The study found that 36 per cent of people who quit smoking cited bylaws as a prime motivation. And smokers who tried to quit were three times more successful when there was a ban in place, and found it far easier to remain abstinent, researchers found.
"There's no question these regulations provide a powerful incentive to quit," David Hammond, a researcher in the psychology department of the University of Waterloo, said in an interview.
"The stronger and the more extensive the ban, the more bang you get for your buck in terms of public-health benefits."
Mr. Hammond, a doctoral candidate, said the bans on smoking in the workplace, and in bars and restaurants in particular, have an impact because they "de-normalize" smoking.
He said leaving the table at a bar or restaurant to go outside and smoke is an inconvenience, especially in bad weather, and "smokers don't look cool doing this, they look like losers."
The research was conducted in the Waterloo region of Southern Ontario, where an extensive smoking ban took effect on Jan. 1, 2000. Smoking was banned in all bars, restaurants, nightclubs and recreational facilities. The bylaw, one of the most comprehensive in the country, is also strictly enforced by public-health officials.
Toronto's bylaw, which took effect yesterday, bans smoking in bars, taverns and restaurants, but allows them to have a separately ventilated smoking room. About 6,500 businesses are affected by the new regulations.
The former smokers cited five principal reasons for quitting: personal health, concern for the health of others, the cost of smoking, smoking bans or bylaws, and warning labels on cigarettes. (The graphic labels that appear on Canadian cigarettes became mandatory in December 2000.)
Virtually everyone cited health as the principal reason for quitting.
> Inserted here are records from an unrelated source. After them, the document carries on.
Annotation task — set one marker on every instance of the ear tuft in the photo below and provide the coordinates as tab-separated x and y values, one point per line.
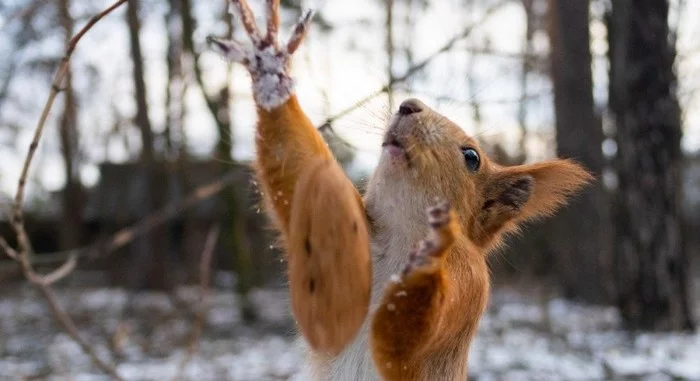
556	182
517	192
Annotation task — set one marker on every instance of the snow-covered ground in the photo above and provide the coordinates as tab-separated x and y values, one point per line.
521	338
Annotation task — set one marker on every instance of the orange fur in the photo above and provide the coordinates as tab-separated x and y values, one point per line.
421	326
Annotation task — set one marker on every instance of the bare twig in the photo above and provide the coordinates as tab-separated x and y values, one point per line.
24	252
204	280
449	45
67	324
18	213
8	249
126	235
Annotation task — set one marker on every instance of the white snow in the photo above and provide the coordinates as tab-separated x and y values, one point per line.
519	339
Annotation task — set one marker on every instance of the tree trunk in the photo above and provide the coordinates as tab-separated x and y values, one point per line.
150	267
390	50
219	106
581	240
651	267
72	219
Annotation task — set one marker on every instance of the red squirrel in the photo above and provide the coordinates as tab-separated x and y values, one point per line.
390	286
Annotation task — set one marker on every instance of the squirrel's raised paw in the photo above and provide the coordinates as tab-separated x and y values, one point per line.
265	59
432	249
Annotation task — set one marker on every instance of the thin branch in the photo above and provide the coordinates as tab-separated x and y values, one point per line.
43	282
18	213
126	235
204	281
67	324
8	249
449	45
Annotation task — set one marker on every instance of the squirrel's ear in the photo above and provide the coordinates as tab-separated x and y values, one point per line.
554	182
515	194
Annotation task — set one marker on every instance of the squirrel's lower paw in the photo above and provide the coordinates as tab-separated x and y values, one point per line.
431	250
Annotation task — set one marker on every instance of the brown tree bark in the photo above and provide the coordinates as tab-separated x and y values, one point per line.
72	196
581	240
150	267
219	106
650	264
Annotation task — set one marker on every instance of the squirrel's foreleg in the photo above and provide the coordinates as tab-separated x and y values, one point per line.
314	205
409	316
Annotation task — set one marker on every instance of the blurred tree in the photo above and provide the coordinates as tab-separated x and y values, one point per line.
650	265
219	105
580	237
73	192
152	269
389	46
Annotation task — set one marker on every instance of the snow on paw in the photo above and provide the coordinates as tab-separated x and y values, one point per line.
265	59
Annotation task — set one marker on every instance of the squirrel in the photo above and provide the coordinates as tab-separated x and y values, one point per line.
390	285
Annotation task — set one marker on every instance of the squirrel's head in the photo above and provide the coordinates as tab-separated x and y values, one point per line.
426	156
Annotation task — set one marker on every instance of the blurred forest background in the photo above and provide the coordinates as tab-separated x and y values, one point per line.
146	150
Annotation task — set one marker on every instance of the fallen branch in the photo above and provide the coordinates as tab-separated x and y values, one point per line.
204	280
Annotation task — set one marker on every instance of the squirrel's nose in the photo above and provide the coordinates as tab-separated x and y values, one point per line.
411	106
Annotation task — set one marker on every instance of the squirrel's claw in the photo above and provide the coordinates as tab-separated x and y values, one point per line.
273	21
229	49
248	20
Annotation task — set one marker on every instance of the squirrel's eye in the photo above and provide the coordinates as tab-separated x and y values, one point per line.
471	158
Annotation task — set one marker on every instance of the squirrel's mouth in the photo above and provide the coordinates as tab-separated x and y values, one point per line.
395	149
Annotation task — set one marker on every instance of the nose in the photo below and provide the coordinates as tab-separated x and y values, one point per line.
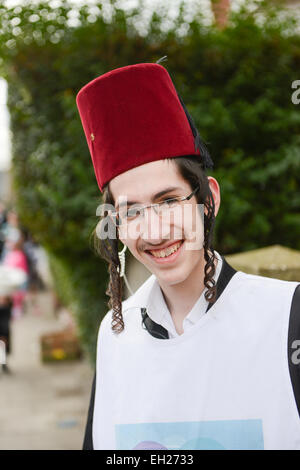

But, as bylaws became more extensive and warnings became more explicit, they became far bigger motivators, according to the research.
Prior to the strict bylaw, Waterloo had a partial ban on smoking, one that required establishments to be 50-per-cent smoke-free. The laxer rules were cited as a factor for 22 per cent of smokers who quit, but that jumped to 40 per cent in 2001.
Similarly, prior to new packaging, 23 per cent of smokers cited health warnings as a motivation to quit; that jumped to 44 per cent when the graphic packages were introduced.
About 5.1 million Canadians are regular smokers -- roughly 20 per cent of the population aged 15 and older, according to the Canadian Tobacco Use Monitoring Survey.
About 48 per cent of Canadians support a total ban on smoking in restaurants and bars, according to polling conducted for Health Canada.
Smoking kills about 45,000 Canadians annually, and costs the economy an estimated $24-billion.
There are about 1.15 billion smokers worldwide, one-third of the planet's adult population. Globally, more than 10,000 people a day die from smoking, more than those who die from AIDS, tuberculosis, motor-vehicle collisions, murder and suicide combined.